Democrats hope to pass that bill on Tuesday without any changes and send it to Rendell. The governor would then use his line-item veto authority to pare it down drastically but leave in place the money and authority to pay state workers.
If that occurs, state employees would be paid several days later and would collect back pay that has accrued for the past month. Some of the state’s tens of thousands of workers haven’t received their full paychecks since July 1.
In an intriguing development, House Minority Leader Sam Smith, R-Jefferson, announced his caucus was throwing its support behind a budget proposal submitted by Rep. Nick Kotik, D-Allegheny, a leader of a group of conservative Democrats.
Smith said his office helped Kotik develop the $27.5 billion proposal, which doesn’t impose any new broad-based taxes. Smith said the line item plan Democrats support will be devastating to county human services programs, but Kotik’s budget will fund them and end the stalemate.

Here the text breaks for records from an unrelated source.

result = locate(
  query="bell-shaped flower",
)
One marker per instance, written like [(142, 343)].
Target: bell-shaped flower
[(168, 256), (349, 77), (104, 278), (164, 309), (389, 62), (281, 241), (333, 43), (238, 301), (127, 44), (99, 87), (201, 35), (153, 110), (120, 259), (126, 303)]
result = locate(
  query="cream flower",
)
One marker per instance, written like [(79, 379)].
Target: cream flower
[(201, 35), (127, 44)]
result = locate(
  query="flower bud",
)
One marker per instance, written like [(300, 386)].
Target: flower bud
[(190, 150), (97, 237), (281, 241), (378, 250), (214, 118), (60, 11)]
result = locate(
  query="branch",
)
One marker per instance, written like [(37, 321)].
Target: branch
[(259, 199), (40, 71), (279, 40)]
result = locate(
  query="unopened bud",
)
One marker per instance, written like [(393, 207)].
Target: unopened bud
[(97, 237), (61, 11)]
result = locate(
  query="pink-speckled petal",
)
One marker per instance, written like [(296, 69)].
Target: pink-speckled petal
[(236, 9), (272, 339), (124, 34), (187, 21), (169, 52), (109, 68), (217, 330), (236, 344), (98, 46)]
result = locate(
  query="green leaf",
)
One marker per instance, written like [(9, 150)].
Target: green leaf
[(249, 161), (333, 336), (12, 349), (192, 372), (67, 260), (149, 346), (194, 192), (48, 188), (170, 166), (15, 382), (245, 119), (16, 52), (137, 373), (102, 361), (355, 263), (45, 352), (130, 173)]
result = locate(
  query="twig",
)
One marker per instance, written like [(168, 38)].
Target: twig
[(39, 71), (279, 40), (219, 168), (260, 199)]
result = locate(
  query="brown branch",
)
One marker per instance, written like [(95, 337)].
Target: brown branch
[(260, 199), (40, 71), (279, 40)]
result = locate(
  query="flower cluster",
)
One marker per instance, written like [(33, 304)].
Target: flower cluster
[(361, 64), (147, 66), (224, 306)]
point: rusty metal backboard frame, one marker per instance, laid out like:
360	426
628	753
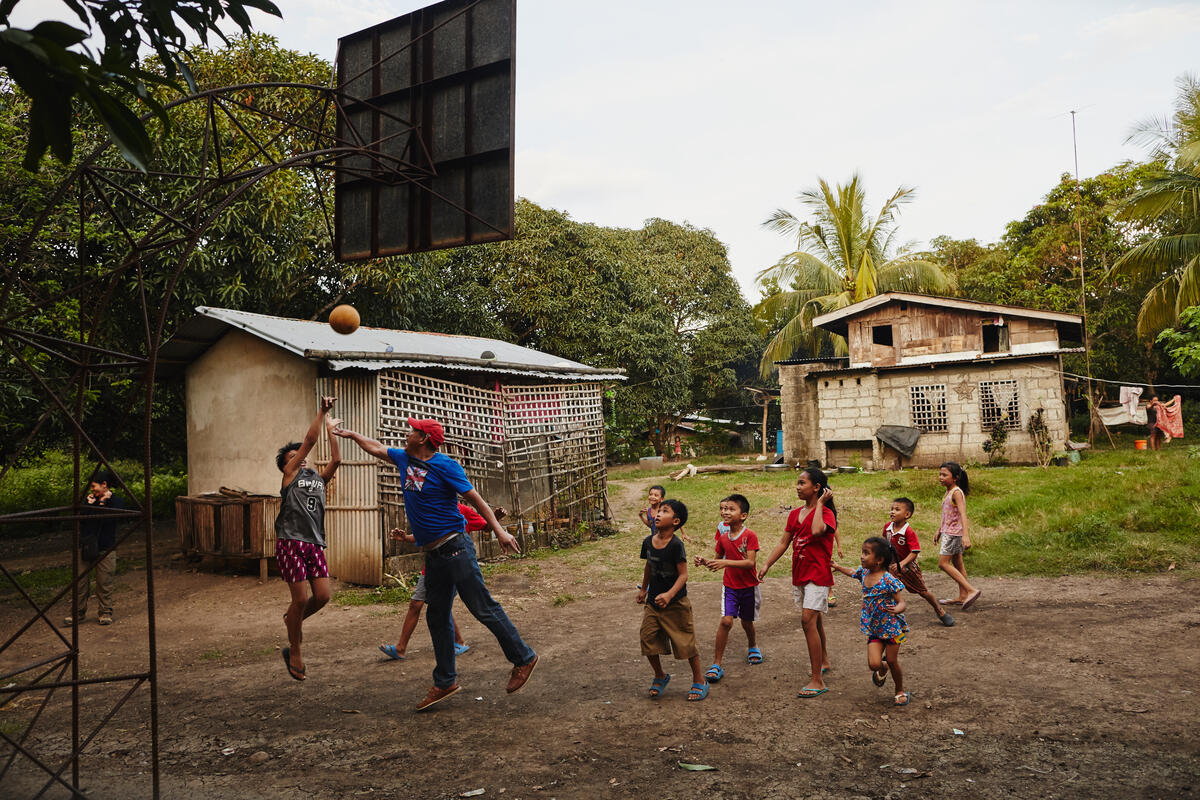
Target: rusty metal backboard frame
439	116
157	223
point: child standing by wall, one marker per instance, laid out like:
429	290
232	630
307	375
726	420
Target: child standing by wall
667	623
809	531
882	619
903	539
737	551
954	534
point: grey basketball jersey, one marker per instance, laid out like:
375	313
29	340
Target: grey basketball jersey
303	510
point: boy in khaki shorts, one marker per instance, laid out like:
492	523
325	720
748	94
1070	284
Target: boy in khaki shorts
667	623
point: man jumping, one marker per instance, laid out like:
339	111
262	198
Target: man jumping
432	485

Kotik’s budget is an amendment to the Senate bill, so it’s expected to be debated and voted on today. Kotik did not immediately return telephone messages left at his home and offices on Sunday.
Aides to House Speaker Keith McCall, D-Carbon, said a two-thirds vote in the closely divided House would be required to take up the Kotik amendment.
On Saturday, Rendell told the Pittsburgh Tribune-Review he was unwilling to abandon his proposed increase in the personal income tax from 3.07 percent to 3.57 percent.
“It’s not off the table because it’s the best way to get this done,” Rendell said, adding that he will consider other tax options but felt he has cut as much as possible.
The governor described Sunday’s meeting as a last-ditch effort to negotiate a deal.
“We tried very hard to meet them on a spending number,” he told the paper.
House Majority Leader Todd Eachus, D-Luzerne, said Sunday the six-member conference committee, which met on Wednesday and Thursday, would convene again in several days to continue to seek a compromise.